The cheapest way when you are starting out is to buy an inexpensive pin vise drill with a couple of drill bits of various sizes. Most holes that you will need to drill out will range from 0.8 to 1.5mm with the 1mm drill bit being the most important to have.
Nowadays there are really nice drill bit sets designed for drilling PCBs and these work really well for plastic model kits. Moreover, they are rather cheap, especially if you buy them from Aliexpress.
If you have a Dremel tool at your disposal, you can use it for model building as well. It’s important to dial in the lowest possible RPM. Otherwise, the friction-induced heat created by the drill and other tools will melt the plastic.
When I was starting out I did not have a drill so I used a heated needle to make the necessary holes but this is something I would definitely not recommend as the holes rarely had the required diameter.
I have left this topic for last because it’s not really about building a model. It’s more of a finishing stage. On the other hand, many models will require some parts to be painted during assembly. As an example, we can again mention aircraft cockpits.
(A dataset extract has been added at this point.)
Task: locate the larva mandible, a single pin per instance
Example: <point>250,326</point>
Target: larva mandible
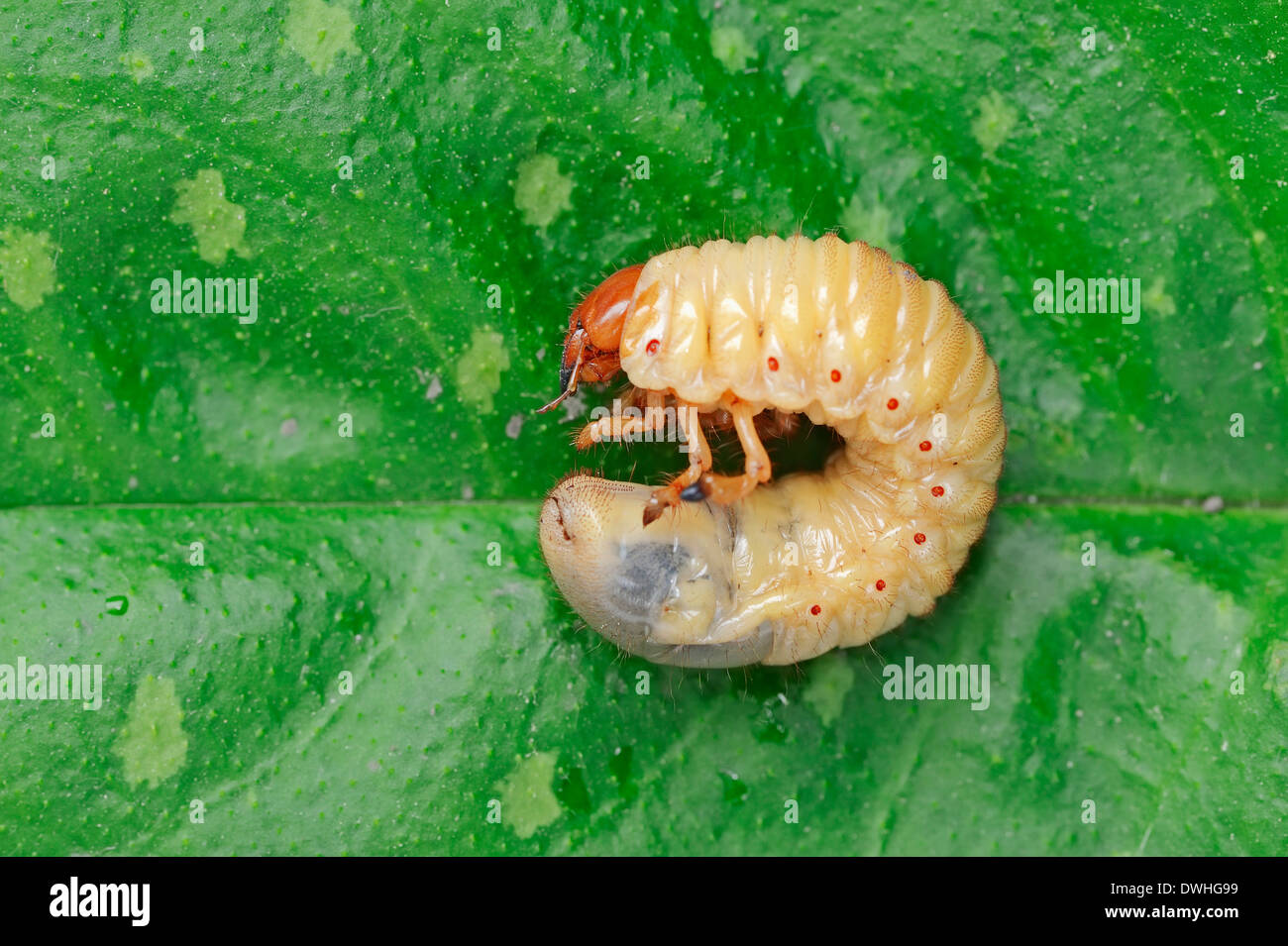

Once you build the model, there’s no way to pain the cockpit anymore. Therefore, you have to paint the cockpit subassembly before you close the fuselage.
Most beginners will start with paintbrushes. And that is completely fine but it does require some time to master. You should definitely purchase a small round brush for painting fine details and a flat brush for painting larger areas. Soft synthetic brushes work best for painting models with acrylic paints. I would personally avoid expensive paintbrushes because acrylic paints will ruin them rather quickly.
An airbrush is miles ahead of paintbrushes in terms of the quality of the painted surface. However, a high-quality airbrush is expensive and you also have to add the cost of an air compressor to it. Therefore, I would not recommend getting an airbrush from the get-go because you never know whether your first model is not going to be the last one as well. Build a couple of cheap easy models first, see if you like the hobby, and then go ahead and buy a good quality airbrush.
So there you have it, this was my take on the most important tools needed by beginner plastic scale modelers. As it turns out, you can really start slow and cheap. There is no need to spend insane money when you are not yet sure whether you will like the hobby in the long run or not. Of course, if money is no issue, you can go ahead and go on a spending spree and buy the best tools you can possibly get. This would probably cost a couple of hundred dollars.
In the future, we will also look at some of the non-essential but nice to have tools as well.